Let us look back to the Fraser period. I often hear the Fraser inflation rate cited. I hope that the Minister will not do so today. When the Fraser Government left office, the inflation rate in this country was very much at the lower end of the Organisation for Economic Co-operation and Development and the industrial nations scales. Our farmers are competing on world markets with farmers in EEC countries who enjoy an effective 160 per cent assistance and with United States farmers who enjoy an effective 100 per cent assistance. Our wheat growers are getting 2 per cent, and they are battling against the high costs of the Government's economic policies. The Government cannot have the best of all worlds-firstly, leaving wheat growers unassisted and, secondly, leaving them to carry a disproportionate share of the cost of its macroeconomic policies.

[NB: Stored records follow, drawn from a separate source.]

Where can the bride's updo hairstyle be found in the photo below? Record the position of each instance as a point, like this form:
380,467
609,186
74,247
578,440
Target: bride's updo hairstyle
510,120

I call upon the Government to launch a three-pronged approach to the farm problem, especially in the wheat industry which carries an average debt load in excess of $200,000 in New South Wales. That three-pronged approach would involve: Firstly, an immediate action to remove or replace the tariff with bounties on all farm machinery, spare parts and chemicals and to reduce excise on fuel; secondly, the allocation of additional funds to the rural assistance boards to meet the growing need of debt adjustment and interest relief, especially in the wheat industry, for those farmers who are in trouble but have some hope of recovery; and, thirdly, the re-establishment of the farm development loan fund from an allocation of funds from the statutory reserve deposits to provide long term concessional fixed interest rate loans. There is $3.5 billion of bank funds held by the Reserve Bank of Australia in statutory reserve deposits at 7 per cent interest.

In the 1960s, when there were problems in the rural industries, the Liberal-Country Party Government established the farm loan fund from statutory reserve deposits. That has since been abolished. Urgent action is needed. We have seen our farm debt increase from $6 billion in 1983 to $12 billion today, and an interest bill for farmers rising from $780m per annum to over $2,000m per annum. We have seen the disastrous repossession of the tools of trade of farmers at Molong and Moree. Let us face it: Interest rates will not be reduced until there is a balance between monetary, wages and budgetary policies, and they must be evenly applied.

On behalf of the coalition, I put forward the proposition that this country must have a debt crisis strategy meeting between the banks, representatives of State adjustment agencies, farm leaders and the relevant Ministers for the rural adjustment boards. The Minister has so far refused to take up this initiative. the NFF has shown an initiative today in talking to the banks. I call on the Minister to explain why he has not taken positive action to overcome a deep and growing crisis in the sectors that I have mentioned.

Mr DEPUTY SPEAKER (Mr Leo McLeay) —Order! The honourable member's time has expired.